Heavy police presence as 2nd Confederate monument removed in New Orleans

11 May, 2017 21:44 / Updated 8 years ago

Workers wearing bulletproof vests and helmets have removed the statue of Confederate President Jefferson Davis from its pedestal before dawn in New Orleans. About 50 police kept watch on dozens of protesters backing and opposing its removal.

Workers with covered faces wrapped the sculpture of Davis in green bubble wrap and placed a harness attached to a crane around the statue, according to AP.

The statuette has stood in its location for 106 years. Davis was the president of the Confederate States during the US Civil War, and a prosperous farmer with a cotton plantation and owned 74 slaves.

In 2004, three confederate statues were attacked with graffiti. “Slave Owner” was scrawled in red paint on Davis’ statue.

Opposing protesters were separated by metal barriers set up by police and heckled each other from opposite sides of the barricades.

Cheers went up from the crowd as the figure of Davis was removed from the granite pedestal roughly 15 feet high.

It was lowered on trucks and out of view of the media who had gathered on the scene.

As the statue was lifted shortly after 5:00 am, those who wanted it removed cheered and sang the chorus from "Na Na Hey Hey Kiss Him Goodbye." One person held a sign that read, "Bout Time," according to CNN.

Supporters of the monument watched mostly in silence, some holding up Confederate banners. Earlier, some chanted, "President Davis," with one man even saluting the statue.

The statue was the second of four Confederate monuments the city has slated for removal in a controversial act that has sparked protests on both sides.

New Orleans City Council, now majority African-American, voted 6-1 to remove the four landmarks in 2015. The move came as part of a national response to the shooting of nine black parishioners at a church in South Carolina by racist Dylann Roof earlier that year.

It was New Orleans Mayor Mitch Landrieu who first urged the council to remove the memorials.

“These monuments have stood not as historic or educational markets of our legacy of slavery and segregation but in celebration of it,” said Landrieu in a press release. “I believe we must remember all of our history, but we need not revere it… We should not be afraid to confront and reconcile our past.”

Last month, the first structure, a 35-foot-tall obelisk known as the Liberty monument was removed by masked workers under cover of darkness. The obelisk was in tribute to whites who battled the biracial Reconstruction government installed in New Orleans after the Civil War.

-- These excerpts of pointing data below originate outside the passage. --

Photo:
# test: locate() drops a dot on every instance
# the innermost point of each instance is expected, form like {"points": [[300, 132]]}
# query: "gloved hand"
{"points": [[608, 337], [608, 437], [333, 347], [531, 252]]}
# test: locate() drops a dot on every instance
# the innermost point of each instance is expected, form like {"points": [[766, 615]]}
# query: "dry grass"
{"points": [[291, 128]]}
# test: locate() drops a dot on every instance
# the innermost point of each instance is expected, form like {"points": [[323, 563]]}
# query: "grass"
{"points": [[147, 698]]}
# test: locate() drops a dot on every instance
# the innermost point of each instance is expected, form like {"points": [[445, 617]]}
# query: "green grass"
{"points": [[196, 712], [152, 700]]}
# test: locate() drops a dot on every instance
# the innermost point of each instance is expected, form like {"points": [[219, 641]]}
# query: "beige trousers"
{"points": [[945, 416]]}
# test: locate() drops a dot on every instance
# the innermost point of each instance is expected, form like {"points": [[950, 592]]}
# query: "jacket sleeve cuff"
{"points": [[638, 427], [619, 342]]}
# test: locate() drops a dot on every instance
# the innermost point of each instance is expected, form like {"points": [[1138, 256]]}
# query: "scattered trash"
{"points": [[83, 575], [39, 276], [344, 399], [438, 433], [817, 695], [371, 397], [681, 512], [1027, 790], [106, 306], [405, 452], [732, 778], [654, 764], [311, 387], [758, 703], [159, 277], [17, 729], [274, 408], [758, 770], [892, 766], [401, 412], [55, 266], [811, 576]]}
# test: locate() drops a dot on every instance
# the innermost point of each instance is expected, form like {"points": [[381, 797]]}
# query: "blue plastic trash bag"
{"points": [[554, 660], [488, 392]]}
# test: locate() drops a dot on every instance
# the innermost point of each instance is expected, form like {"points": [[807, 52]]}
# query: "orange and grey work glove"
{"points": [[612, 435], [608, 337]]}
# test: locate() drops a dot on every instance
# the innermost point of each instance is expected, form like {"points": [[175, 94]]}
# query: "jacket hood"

Over 700 people opposed to and in support of the removal of the Confederate figures attended a rally in New Orleans at Lee Circle on Sunday. Three people were arrested when a clash erupted.

The 60 foot Lee statue, in tribute to General Robert E. Lee, is another monument slated for removal, along with Confederate General P G T Beauregard on horseback which sits in the city’s largest park.